Speaking of which, once someone wrote an article about us for the local paper. They interviewed us about our biggest finds. I was dubbed, “The Value Village Queen.” Although it may have been about what I said rather than what I found. “Everything you ever want or need in life will eventually show up here,” I’d said. I did find a few treasures and told them about one: two cases of pre-stamped business-size envelopes, 500 in each box. One ounce of postage carries about 6 sheets of paper. This was a writer’s dream. The two boxes, total, cost me $4. I took this as a sign that I needed to keep writing—like it was my destiny. I used them all up in a little over a year. Then I was broke again and my writing remained hidden in the dark pages of notebooks. Not the nice leather-bound ones that my rich writer friends use. No, my notebooks are spiral bound, ten for a dollar at Target’s Back to School Sale. “But is your paper acid-free,” they’d ask. “Hell no. These pages have so much acid it’s amazing I’m not hallucinating more than usual.”
That reminds me of some of the other things I found at the Village that I didn’t tell the reporter about. One day I was walking down the picture frames, cards, and books aisle. Suddenly, I smell pot. I look around to see if the pothead is one of the Village People or someone I don’t know. I see that I’m alone. I followed my nose to a fiber wall hanging that was tan and actually sticky from years of smoke. I pictured it on a basement wall above the sofa getting soaked, day after day, until finally the smoker died and it ended up here for $2. In the past I found dope pipes mixed in with Legos in the children’s aisle. I’d told the manager who said, “Thanks for pulling this.” The wall hanging wasn’t going to harm anyone so I left it. I could just see some freak using it as a giant tea bag.

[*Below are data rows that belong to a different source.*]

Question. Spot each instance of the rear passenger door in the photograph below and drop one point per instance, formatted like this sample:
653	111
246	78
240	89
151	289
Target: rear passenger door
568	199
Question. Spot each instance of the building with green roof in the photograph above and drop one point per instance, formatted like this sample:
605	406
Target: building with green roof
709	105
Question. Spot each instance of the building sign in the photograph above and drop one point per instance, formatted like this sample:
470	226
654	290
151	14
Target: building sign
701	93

Then I saw something that made my heart jump. It probably came in with the wall hanging. On a pin among the cards was a package of about 10-15, 8 ½ X 11” sheets of Mickey Mouse blotter paper. There were about 100 images per sheet. Each mouse was outlined in dots to show where to cut. I looked close and could see that a drop of liquid had been put in each square. I had about 1,000-1,500 hits of LSD in my hands. It would cost me 75 cents—half price day. My hands were shaking. Years ago LSD was my weakness, my drug of choice. At that moment I actually thought about William Stafford’s poem where he finds a pregnant deer lying on the side of the road. He has to decide if cutting the live fawn from its mother’s side is the right thing to do. A deer raised by humans is a hunter’s dream or a zoo resident. The fawn will never have a natural deer’s life, bounding over the fields as if on springs, or standing quietly among the trees nibbling wild apples. So William kicks the doe over the edge.
I too had to think about what the future might look like. In my acid days I stared for hours, grooving on a tropical fish tank; stumbled around parties looking for the punch bowl of windowpane Kool-Aid and skunky brownies; visited the States Fair animals and read their minds; and watched my lover’s skin turn to putty gray with each pore hiding something vile. How would my daughter, whom I love, appear to me? Would she look like a possessed elf? A Rumpelstiltskin? Would my husband, whom I love, become a field of blackheads sprouting like asparagus? I had no idea how my mind might twist my happy, cupcake life into a Salvador Dali melted nightmare. As much as this sounds fascinating, even a bit cool, I just couldn’t do it to them. I loved them too much. I wanted to remain the mother my daughter thought I was. Yet, the temptation was such a deal—only 75 cents—a fraction of a penny per eight-hour high. Booze costs much more and delivers far less. Not to mention the carnival-like LSD slide show, complete with living freaks. “I thought hard for us all,” like Stafford said, and hung the blotter acid back on the peg for some other soul who wants life with a little more sizzle and has nothing to lose. Then I turned my back on it all and walked toward the future to check out the dead people’s books.